Aeroméxico (AM, México City Int'l) has joined the ranks of fellow Latin American major airlines Avianca Airlines (AV, Bogotá) and LATAM Airlines (LA, Santiago de Chile Int'l) in filing for voluntary Chapter 11 bankruptcy protection in the United States. The filing, lodged on June 30, also covers wholly-owned subsidiaries Aerolitoral (5D, Monterrey General Mariano Escobedo) and Aeroméxico Cargo (México City Int'l).

"We expect to utilise the Chapter 11 process to strengthen our financial position, obtain new financing and increase our liquidity, and create a sustainable platform to succeed in an uncertain global economy," chief executive Andrés Conesa said.

The Mexican carrier underlined that it would continue operating as going concern with all bookings and frequent flyer points remaining valid. It added that it did not expect any immediate changes to its employment terms and that it would continue to pay wages and benefits. It will also continue to place orders with suppliers and honour existing commercial agreements, including the Joint Cooperation Agreement with Delta Air Lines (DL, Atlanta Hartsfield Jackson). The American carrier owns a 49% stake in Aeroméxico.
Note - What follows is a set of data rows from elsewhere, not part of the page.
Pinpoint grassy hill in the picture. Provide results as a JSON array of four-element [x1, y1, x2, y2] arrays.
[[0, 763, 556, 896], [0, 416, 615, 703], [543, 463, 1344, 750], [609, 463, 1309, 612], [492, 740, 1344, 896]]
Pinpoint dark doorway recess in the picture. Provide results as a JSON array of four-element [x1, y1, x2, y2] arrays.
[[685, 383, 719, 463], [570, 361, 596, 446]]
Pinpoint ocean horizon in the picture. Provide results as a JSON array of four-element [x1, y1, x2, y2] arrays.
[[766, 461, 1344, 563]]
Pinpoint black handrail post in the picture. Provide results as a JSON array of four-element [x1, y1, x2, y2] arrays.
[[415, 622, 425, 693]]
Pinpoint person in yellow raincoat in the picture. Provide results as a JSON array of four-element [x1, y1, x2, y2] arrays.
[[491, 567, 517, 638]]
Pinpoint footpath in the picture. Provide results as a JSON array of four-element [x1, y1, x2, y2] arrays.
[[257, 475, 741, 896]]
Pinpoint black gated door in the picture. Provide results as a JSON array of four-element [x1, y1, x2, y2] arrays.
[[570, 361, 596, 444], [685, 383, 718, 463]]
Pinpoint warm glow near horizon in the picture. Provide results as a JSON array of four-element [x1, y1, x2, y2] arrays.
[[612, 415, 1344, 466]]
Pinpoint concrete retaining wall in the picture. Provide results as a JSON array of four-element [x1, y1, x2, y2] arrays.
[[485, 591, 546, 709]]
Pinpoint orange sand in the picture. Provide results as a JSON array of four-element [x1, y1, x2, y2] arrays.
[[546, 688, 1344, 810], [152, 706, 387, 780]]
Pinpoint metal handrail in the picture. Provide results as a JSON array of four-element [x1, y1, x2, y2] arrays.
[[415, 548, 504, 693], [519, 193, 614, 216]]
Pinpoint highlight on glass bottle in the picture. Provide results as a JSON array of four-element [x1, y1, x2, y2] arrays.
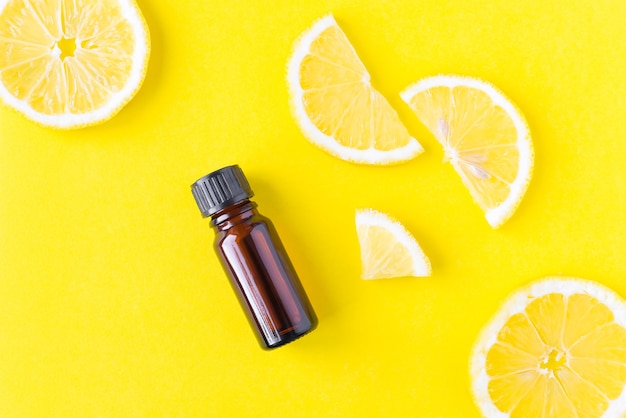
[[191, 165, 317, 349]]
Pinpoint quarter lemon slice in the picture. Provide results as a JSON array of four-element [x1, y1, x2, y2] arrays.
[[356, 209, 431, 279], [400, 76, 533, 228], [470, 278, 626, 418], [287, 15, 423, 164], [0, 0, 150, 128]]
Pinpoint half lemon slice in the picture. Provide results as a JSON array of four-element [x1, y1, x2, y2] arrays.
[[400, 76, 533, 228], [287, 15, 423, 164]]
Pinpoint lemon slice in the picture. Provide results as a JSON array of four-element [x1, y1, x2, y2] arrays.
[[400, 76, 533, 228], [287, 15, 423, 164], [0, 0, 150, 129], [470, 278, 626, 418], [356, 209, 431, 279]]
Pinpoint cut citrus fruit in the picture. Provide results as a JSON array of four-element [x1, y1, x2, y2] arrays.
[[287, 15, 423, 164], [470, 277, 626, 418], [356, 209, 430, 279], [400, 76, 533, 228], [0, 0, 150, 128]]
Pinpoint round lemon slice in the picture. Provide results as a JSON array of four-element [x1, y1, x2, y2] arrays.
[[355, 209, 431, 279], [287, 15, 423, 164], [470, 277, 626, 418], [0, 0, 150, 129], [400, 76, 533, 228]]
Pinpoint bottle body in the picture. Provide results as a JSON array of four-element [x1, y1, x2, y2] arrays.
[[211, 199, 317, 349]]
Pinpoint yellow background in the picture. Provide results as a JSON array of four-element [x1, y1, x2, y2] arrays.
[[0, 0, 626, 418]]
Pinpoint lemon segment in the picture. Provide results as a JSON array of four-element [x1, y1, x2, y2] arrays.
[[287, 15, 423, 164]]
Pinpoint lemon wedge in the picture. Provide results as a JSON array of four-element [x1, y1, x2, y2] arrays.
[[355, 209, 431, 279]]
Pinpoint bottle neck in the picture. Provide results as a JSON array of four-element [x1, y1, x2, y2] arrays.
[[211, 199, 258, 231]]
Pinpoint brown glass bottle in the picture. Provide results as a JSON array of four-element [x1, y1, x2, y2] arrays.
[[191, 165, 317, 349]]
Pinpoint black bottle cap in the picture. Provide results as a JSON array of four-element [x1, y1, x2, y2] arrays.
[[191, 165, 254, 218]]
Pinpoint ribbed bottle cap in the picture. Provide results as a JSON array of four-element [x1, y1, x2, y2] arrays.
[[191, 165, 254, 218]]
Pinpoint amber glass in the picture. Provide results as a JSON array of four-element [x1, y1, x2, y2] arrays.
[[211, 200, 317, 349]]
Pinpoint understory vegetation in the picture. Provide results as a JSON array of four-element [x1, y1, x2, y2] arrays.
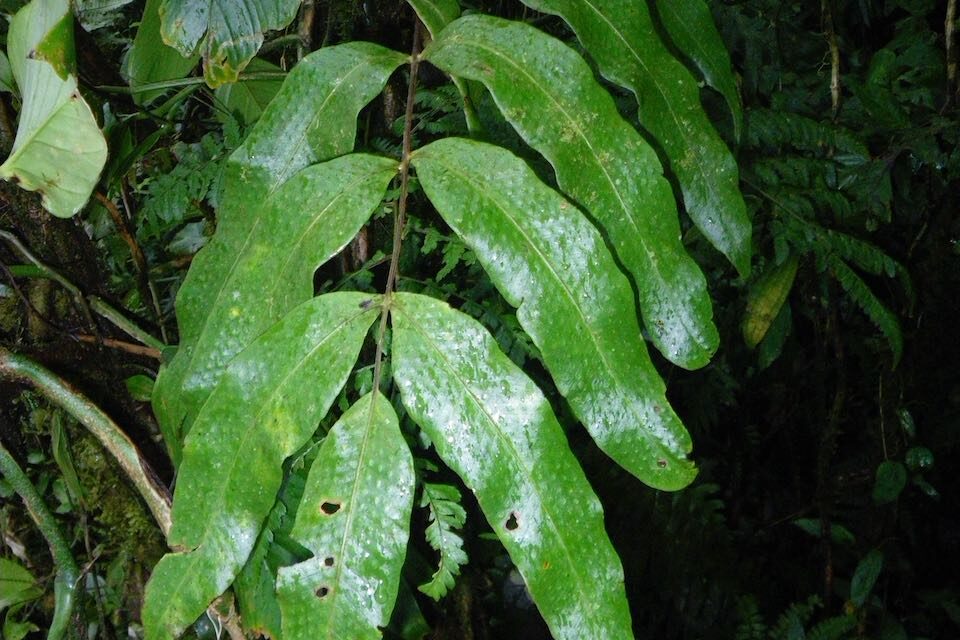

The company said it was confident it would be able to secure new financing through the Debtor-in-Possession procedure, which would provide it with sufficient liquidity to continue operations.

In its initial filing with the US Bankruptcy Court for the Southern District of New York, Aeroméxico said that its total liabilities were in the range of USD1-10 billion with more than 100,000 creditors. The five largest secured creditors have been identified as Deutsche Bank Trust Company Americas (USD268.8 million claim), Deutsche Bank Mexico (USD235.3 million), Crédit Agricole CIB (USD132.2 million), Natixis Lease (USD126.1 million), and Sumitomo Mitsui Banking Corporation (USD119 million).

The largest unsecured creditors with claims exceeding USD20 million are Bank of New York Mellon (USD411.4 million), the operator of México City Int'l airport (USD62 million), and Banco Bilbao Vizcaya Argentaria (USD25.7 million).

A day before the Chapter 11 filing, Aeroméxico said in a stock market filing that it had agreed on an amended commercial deal with Aimia Inc., which controls a 49% stake in PLM Premier, the operator of the carrier's frequent flyer programme. Under the terms of the agreement, Aimia will provide a further USD50 million advance to Aeroméxico via PLM through pre-purchases of award tickets.